Name: DIAZEPAM (ValiumR)
Classification: anxiolytic agent; sedative; anticonvulsant:
  • used in the initial control of seizures or in the treatment of status epilepticus
  • has no long-term anticonvulsant activity
  • useful in the management of alcohol withdrawal and delirium tremens
  • muscle relaxant - useful in patient with tetanus
  • dose must be individualized
    • anxiolytic, sedative: 2-5 mg IV (moderate anxiety)
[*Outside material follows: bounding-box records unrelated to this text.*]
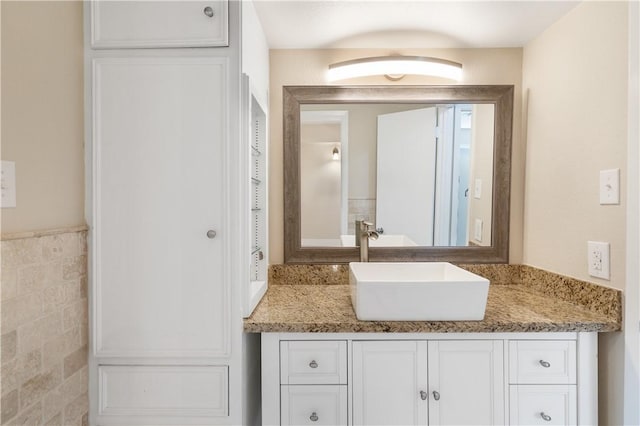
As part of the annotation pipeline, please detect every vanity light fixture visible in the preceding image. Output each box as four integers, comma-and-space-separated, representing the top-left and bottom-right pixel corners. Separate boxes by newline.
328, 56, 462, 81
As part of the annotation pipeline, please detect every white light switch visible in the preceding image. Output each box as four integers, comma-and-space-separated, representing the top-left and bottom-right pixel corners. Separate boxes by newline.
473, 219, 482, 243
0, 161, 16, 208
473, 179, 482, 200
600, 169, 620, 204
587, 241, 610, 280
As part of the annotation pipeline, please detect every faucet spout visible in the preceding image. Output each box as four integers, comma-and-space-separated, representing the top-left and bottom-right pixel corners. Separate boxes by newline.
356, 220, 379, 262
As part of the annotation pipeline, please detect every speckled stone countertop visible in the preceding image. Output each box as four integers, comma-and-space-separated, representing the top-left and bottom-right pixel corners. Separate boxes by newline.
244, 265, 621, 333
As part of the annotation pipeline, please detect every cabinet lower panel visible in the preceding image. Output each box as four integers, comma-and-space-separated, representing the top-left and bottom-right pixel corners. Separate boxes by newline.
98, 365, 229, 416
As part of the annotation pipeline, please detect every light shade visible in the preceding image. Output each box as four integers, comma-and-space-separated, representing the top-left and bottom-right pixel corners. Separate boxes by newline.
329, 56, 462, 81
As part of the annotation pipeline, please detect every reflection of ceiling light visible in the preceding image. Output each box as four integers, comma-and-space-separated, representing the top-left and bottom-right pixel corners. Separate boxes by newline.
331, 146, 340, 160
329, 56, 462, 81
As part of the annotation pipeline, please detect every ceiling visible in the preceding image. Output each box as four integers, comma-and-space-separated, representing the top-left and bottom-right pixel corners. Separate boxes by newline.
254, 0, 579, 49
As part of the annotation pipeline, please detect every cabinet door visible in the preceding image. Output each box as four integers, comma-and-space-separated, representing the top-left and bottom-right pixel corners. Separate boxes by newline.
92, 58, 231, 357
352, 341, 427, 425
429, 340, 505, 425
509, 385, 577, 426
280, 385, 347, 426
89, 0, 228, 49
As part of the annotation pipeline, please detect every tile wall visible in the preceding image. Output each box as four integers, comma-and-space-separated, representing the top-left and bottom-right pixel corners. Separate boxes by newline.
0, 229, 89, 426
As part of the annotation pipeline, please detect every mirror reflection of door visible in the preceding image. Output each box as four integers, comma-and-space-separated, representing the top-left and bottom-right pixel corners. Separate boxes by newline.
300, 103, 495, 247
376, 107, 437, 246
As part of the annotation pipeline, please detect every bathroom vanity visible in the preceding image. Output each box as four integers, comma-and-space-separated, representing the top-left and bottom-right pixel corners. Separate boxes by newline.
245, 265, 620, 425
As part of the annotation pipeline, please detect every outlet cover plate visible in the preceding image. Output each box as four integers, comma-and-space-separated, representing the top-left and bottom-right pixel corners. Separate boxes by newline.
0, 161, 16, 209
587, 241, 611, 280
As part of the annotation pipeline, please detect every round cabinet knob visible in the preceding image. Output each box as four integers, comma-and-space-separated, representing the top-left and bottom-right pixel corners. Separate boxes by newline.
203, 6, 216, 18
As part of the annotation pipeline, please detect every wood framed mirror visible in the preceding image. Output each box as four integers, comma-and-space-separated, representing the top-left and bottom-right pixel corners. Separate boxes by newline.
283, 85, 514, 264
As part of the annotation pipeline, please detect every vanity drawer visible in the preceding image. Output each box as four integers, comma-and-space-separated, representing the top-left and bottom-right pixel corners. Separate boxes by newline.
509, 385, 577, 426
280, 385, 347, 425
509, 340, 576, 385
280, 340, 347, 385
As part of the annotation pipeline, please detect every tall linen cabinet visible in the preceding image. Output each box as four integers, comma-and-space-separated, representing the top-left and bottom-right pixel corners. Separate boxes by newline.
85, 0, 268, 425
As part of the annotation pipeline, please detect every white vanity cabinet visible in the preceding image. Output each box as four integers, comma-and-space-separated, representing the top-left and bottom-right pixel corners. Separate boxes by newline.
262, 333, 598, 425
353, 340, 504, 425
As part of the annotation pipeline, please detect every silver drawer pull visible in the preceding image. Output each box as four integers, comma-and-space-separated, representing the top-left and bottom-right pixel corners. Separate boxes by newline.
203, 6, 216, 18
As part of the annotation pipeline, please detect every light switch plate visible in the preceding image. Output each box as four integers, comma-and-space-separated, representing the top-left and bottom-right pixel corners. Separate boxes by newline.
0, 161, 16, 209
587, 241, 611, 280
473, 219, 482, 243
600, 169, 620, 205
473, 179, 482, 200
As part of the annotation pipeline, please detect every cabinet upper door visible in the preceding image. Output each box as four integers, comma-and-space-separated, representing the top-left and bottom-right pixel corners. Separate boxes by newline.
92, 58, 232, 357
89, 0, 228, 49
429, 340, 505, 425
352, 341, 427, 426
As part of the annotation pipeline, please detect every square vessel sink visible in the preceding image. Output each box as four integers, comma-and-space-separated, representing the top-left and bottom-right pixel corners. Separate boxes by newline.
349, 262, 489, 321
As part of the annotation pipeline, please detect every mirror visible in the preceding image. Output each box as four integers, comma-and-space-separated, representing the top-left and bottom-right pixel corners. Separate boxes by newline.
284, 86, 513, 263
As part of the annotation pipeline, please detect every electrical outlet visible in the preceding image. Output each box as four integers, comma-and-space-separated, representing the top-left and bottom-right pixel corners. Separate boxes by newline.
587, 241, 610, 280
0, 161, 16, 208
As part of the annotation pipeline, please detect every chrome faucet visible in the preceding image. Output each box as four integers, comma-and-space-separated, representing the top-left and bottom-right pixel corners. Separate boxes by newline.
356, 220, 379, 262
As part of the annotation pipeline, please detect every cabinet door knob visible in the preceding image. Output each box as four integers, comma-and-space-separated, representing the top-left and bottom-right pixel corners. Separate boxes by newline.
203, 6, 216, 18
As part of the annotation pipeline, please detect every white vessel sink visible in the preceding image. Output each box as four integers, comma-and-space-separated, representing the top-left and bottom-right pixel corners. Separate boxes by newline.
349, 262, 489, 321
340, 234, 417, 247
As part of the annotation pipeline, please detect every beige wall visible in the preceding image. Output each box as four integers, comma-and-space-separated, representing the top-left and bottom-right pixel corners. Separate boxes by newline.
269, 49, 524, 264
300, 124, 342, 241
523, 2, 627, 289
523, 2, 628, 425
0, 1, 85, 233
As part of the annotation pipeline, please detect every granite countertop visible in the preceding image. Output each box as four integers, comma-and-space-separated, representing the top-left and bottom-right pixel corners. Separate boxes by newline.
244, 268, 621, 333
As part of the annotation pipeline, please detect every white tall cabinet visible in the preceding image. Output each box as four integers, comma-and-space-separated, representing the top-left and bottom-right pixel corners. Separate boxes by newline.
85, 1, 267, 425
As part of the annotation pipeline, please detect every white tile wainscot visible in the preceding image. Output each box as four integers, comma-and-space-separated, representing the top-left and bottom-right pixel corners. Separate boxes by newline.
262, 332, 598, 425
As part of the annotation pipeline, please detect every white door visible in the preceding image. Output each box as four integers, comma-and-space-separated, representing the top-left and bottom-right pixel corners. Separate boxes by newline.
93, 58, 230, 357
352, 341, 427, 426
376, 107, 436, 246
429, 340, 505, 426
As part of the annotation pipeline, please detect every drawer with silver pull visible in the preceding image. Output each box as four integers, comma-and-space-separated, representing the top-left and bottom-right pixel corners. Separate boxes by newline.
509, 340, 576, 385
280, 340, 347, 385
280, 385, 347, 426
509, 385, 577, 426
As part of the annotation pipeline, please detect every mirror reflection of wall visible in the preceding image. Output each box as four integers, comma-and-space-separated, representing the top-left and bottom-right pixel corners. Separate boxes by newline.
300, 104, 494, 247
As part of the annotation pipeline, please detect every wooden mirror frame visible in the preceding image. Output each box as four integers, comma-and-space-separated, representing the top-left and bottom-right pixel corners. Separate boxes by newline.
283, 85, 514, 264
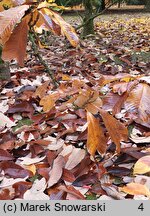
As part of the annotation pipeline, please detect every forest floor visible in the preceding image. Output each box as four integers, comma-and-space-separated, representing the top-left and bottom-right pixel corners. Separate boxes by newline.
0, 9, 150, 200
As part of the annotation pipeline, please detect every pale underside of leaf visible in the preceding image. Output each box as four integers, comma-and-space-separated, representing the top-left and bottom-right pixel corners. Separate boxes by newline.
87, 111, 107, 156
125, 83, 150, 127
99, 109, 128, 153
121, 182, 150, 197
2, 17, 28, 66
41, 8, 79, 47
133, 155, 150, 175
0, 5, 29, 45
48, 155, 65, 187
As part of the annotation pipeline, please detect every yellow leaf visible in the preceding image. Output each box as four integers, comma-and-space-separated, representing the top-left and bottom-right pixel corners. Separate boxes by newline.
120, 182, 150, 197
40, 93, 59, 112
35, 81, 49, 98
87, 111, 107, 156
2, 17, 28, 66
125, 83, 150, 127
0, 5, 29, 45
40, 8, 79, 47
133, 155, 150, 175
74, 90, 102, 114
0, 0, 14, 11
99, 109, 128, 153
25, 164, 36, 175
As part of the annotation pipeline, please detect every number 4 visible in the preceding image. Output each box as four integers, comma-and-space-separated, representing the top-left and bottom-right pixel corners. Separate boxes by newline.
138, 203, 144, 211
    • 5-10 mg IV (severe anxiety)
    • anticonvulsant: 5-10 mg IV which may be repeated at 10 - 15 min. intervals
Administration: IV Direct
  • injected into the tubing of a flowing IV solution as close as possible to the vein; small veins (eg. wrist/dorsum of the hand) should be avoided
  • rate of administration should not exceed 5 mg/min
  • conflicting data about diazepam's solubility and stability in an infusion, therefore not recommended
Adverse Effects:
  • hypotension
  • arrhythmias - if given too quickly
  • respiratory depression
  • laryngospasm
  • paradoxical reaction (excitatory)
  • may worsen depression or psychosis
  • thrombophlebitis
  • adverse effects may be amplified in the presence of hepatic or renal failure
Drug Interactions:
  • diazepam + other CNS depressants = increased sedation
Monitoring Therapy:
  • IV site
  • heart rate
  • blood pressure
  • respiratory rate
  • response to sedation
Adult Critical Care Protocol:
  • May be administered IV direct or by IV infusion by a nurse in Adult Critical Care
  • May be titrated by a nurse in Adult Critical Care.
  • Continuous infusions must be administered by infusion device and the pump library must be enabled.
  • Central venous acess preferred due to vein irritation (consider alternate benzodiazepine for IV use)
  • Order written to provide sedation during mechanical ventilation should be discontinued when patient is not longer receiving mechanical ventilation support.